I have to bite my tongue from coming back with some sort of smartass reply. 
I’m being told what to do in my own house.  Justin is the only one who can get
away with that, and he doesn’t all that often, thank you very much.  Fuck!  Now
why did I think this was such a good idea?  Instead of going to help Michael I
head outside to grab a quick cigarette.  I see Kelly sitting down on one of the
chairs outside having a smoke herself, and I move to sit by her.  “It’s a
fucking zoo in there.  Remind me next year that if you plan on doing this
again, to not come,” she said with a smile.
 
“If I think of doing this next year, I won’t come either,” I reply pulling out
one from the pack and lighting it.  I take a deep breathe and exhale slowly,
feeling the smoke fill my lungs, calming me.  “You could always help you know.”
 
“Yeah right.  I think your friends have confiscated every square inch of that
house and claimed it as their own.  Hell the room I use is even converted into
a play room,” she laughed.  I try not to laugh, but I can’t help it.  She’s
right.  I guess I’m glad that she hasn’t been over to stay a couple of nights
with us lately.  If she had, then we would definitely been shit up a creek. 

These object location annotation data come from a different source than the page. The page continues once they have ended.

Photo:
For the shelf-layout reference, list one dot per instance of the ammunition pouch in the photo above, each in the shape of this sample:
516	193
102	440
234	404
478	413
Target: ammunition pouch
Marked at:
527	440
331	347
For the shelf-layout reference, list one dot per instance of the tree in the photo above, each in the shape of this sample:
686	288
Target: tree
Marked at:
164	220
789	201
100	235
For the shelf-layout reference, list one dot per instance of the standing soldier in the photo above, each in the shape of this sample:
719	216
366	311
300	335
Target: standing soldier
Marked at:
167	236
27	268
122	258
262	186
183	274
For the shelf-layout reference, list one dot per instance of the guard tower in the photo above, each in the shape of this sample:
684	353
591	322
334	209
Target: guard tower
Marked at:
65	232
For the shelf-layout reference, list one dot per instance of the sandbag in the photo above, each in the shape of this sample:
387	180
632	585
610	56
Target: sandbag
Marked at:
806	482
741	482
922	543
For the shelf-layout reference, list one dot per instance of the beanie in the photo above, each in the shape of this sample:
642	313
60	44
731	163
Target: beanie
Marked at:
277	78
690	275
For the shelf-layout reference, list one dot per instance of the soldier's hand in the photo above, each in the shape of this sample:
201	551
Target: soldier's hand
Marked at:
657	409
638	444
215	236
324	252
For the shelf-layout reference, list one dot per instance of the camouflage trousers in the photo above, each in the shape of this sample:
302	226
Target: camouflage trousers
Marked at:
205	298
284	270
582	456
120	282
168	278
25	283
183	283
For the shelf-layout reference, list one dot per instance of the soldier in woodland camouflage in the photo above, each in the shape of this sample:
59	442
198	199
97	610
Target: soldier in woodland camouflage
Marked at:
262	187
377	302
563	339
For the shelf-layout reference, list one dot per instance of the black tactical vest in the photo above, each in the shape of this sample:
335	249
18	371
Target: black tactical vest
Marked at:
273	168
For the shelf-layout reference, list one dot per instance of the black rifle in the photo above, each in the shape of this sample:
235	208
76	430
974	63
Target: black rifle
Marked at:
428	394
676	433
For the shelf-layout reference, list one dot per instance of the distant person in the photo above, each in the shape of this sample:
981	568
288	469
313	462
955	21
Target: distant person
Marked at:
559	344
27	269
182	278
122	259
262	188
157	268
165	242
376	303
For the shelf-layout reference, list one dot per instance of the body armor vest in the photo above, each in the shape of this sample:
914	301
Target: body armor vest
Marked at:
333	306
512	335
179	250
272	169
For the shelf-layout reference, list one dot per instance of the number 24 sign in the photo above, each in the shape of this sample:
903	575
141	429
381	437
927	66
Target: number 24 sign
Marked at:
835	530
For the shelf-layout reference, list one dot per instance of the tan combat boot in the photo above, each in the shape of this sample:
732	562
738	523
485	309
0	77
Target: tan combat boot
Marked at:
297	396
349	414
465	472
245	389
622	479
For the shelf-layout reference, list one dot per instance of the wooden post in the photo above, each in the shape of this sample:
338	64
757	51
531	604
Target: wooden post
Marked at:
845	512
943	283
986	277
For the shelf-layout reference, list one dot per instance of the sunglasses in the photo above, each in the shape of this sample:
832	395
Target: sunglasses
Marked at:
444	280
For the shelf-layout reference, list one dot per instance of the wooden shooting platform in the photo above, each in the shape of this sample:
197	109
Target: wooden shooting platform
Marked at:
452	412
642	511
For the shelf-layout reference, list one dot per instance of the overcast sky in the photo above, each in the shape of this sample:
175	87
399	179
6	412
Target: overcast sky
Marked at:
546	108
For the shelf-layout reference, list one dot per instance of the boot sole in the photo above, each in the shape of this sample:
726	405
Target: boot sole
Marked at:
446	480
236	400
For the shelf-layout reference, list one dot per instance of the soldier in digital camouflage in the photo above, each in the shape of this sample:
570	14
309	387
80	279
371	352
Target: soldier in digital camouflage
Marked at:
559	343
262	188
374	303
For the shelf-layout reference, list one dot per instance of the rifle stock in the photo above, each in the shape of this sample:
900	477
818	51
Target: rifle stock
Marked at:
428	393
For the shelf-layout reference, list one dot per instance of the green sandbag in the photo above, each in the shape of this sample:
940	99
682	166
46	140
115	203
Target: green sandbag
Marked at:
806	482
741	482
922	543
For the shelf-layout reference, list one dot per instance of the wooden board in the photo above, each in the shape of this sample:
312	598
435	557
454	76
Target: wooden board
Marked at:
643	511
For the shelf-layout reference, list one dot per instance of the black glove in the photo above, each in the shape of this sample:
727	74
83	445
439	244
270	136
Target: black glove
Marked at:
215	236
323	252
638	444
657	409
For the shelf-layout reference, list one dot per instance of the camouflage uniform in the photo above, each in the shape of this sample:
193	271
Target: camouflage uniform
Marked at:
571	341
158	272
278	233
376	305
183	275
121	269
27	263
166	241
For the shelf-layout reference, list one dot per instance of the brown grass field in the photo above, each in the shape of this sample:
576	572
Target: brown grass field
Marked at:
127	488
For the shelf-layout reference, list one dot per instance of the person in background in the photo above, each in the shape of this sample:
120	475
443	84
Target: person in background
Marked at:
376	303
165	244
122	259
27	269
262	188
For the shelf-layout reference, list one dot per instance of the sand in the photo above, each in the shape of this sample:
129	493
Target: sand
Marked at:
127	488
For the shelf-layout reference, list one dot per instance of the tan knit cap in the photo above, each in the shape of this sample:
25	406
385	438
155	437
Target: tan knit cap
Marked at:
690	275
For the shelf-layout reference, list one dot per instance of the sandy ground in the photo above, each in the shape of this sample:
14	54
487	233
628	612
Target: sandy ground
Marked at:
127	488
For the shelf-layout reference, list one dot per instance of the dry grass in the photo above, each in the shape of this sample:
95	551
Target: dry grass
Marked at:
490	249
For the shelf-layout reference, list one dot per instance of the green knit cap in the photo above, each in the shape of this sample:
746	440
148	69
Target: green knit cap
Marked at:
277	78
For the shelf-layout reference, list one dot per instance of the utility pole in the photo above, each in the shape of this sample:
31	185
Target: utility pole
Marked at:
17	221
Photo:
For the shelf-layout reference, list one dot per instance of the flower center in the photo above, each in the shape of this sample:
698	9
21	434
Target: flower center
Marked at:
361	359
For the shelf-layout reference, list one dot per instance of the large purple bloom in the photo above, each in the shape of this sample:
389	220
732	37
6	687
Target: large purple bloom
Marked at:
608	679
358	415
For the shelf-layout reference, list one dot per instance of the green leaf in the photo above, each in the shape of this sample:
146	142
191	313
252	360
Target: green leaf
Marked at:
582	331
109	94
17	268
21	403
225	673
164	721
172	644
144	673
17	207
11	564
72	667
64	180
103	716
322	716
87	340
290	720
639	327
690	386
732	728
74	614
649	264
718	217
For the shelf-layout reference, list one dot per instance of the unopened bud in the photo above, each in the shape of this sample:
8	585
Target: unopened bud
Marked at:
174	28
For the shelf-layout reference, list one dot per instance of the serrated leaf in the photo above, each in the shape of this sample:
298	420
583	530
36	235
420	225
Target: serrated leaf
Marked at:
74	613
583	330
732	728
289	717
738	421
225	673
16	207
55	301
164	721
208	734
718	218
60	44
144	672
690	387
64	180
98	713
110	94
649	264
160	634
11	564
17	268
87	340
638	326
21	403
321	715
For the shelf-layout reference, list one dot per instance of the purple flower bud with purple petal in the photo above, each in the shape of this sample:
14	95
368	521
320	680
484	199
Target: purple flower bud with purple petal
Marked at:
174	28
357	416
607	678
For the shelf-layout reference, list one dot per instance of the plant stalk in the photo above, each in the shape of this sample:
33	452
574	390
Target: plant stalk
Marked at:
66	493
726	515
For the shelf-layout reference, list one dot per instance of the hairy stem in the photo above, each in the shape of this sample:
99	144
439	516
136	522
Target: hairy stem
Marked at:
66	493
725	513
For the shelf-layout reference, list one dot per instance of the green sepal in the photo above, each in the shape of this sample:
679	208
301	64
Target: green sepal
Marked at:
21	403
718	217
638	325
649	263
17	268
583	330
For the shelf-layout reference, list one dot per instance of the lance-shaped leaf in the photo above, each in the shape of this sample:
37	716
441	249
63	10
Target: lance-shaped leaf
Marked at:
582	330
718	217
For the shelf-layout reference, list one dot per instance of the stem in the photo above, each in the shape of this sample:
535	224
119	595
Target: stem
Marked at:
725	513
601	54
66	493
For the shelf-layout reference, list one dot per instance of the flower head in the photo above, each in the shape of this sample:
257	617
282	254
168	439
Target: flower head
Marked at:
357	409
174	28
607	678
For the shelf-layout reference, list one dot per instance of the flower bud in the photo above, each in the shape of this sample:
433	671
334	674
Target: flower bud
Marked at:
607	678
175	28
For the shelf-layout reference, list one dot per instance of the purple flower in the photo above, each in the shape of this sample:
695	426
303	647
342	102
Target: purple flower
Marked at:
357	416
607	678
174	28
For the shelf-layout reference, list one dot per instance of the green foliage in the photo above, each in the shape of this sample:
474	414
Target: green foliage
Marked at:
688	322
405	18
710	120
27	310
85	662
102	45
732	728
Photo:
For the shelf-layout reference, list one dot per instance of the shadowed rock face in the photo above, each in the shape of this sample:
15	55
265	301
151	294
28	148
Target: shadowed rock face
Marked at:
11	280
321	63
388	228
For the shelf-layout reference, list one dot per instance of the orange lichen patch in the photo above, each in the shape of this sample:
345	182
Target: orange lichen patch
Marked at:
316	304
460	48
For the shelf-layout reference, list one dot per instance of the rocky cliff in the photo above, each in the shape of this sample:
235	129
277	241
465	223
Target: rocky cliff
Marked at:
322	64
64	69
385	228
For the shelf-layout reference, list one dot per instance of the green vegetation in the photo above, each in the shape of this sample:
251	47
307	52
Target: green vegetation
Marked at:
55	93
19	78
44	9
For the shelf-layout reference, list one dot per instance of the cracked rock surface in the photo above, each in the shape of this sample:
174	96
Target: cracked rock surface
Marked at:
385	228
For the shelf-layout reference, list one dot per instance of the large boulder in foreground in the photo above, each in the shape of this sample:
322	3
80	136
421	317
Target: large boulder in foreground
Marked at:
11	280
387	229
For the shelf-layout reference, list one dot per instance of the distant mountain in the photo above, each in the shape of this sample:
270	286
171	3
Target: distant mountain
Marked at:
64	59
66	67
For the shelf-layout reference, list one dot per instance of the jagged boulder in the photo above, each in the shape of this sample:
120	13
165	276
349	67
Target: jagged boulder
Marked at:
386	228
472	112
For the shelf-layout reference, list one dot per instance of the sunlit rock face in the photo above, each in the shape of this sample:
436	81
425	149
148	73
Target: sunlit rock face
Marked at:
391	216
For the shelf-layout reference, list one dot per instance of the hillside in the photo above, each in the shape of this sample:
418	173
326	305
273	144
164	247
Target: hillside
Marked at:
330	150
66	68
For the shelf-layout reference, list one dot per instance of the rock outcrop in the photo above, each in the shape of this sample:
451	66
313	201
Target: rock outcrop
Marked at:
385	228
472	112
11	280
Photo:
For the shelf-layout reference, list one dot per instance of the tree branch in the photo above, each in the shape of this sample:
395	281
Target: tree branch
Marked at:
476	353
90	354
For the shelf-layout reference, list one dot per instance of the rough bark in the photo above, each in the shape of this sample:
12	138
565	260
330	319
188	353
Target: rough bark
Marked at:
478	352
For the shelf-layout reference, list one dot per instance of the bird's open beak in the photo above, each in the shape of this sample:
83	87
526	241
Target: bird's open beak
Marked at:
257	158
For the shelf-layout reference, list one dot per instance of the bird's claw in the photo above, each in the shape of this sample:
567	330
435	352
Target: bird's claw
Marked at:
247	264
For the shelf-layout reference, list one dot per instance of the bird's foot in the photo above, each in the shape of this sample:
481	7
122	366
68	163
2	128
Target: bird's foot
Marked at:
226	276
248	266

Kelly had claimed the room that Gus and Molly are staying in as her own, since
she often needs a break away from her roommate and Justin and I let her stay
here. 
 
“Well they will all be gone soon, and you’ll have to come over to help us get
the place back to normal,” I tell her.
 
“Oh I see how it is,” she looks over at me.  “You only want to use me for a
house cleaner.  Well let me tell you something, big man, I don’t think so,” she
says with a smile.  “You’re on your own on this one.  You wanted them to come…
you clean up the mess.”
 
“Thanks for nothing,” I say as I snuff out the remainder of my cigarette. 
“Dinner should be ready soon.”  I head back into the house and make my way over
to Mikey.  I might as well get this shit over with.
 
**********
 
With everything on the table, and our friends gathered around, I finally allow
myself to relax a little.  I glance around and take note of everyone who has
touched Justin and my life.  Our friends both from Pittsburgh and here in
Atlanta, all gathered around, talking, eating, just enjoying being together. 
Family.  That’s what this is.  Never before in my life had I felt this way…
like I’m actually a part of a family.  Well with the exception of Justin that
is.  I look over at Justin and he smiles brightly at me. 
 
I realize that all the shit that we have gone through, all the shit that we
will go through, is just that… shit.  We’re together.  A hell of a lot longer
than either one of us would’ve thought possible, but we are together.  We
survived, and we will continue to do so.  I reach for his hand and take it in
my own.  We both turn to look back over the group that has gathered and I know
that Justin feels the same way I do.  That no matter what the world throws at
us, we’ll get through it.  We’ll get through it because we have people who will
help us through it, and make sure that we make it. 
 
Cause that’s what family is all about.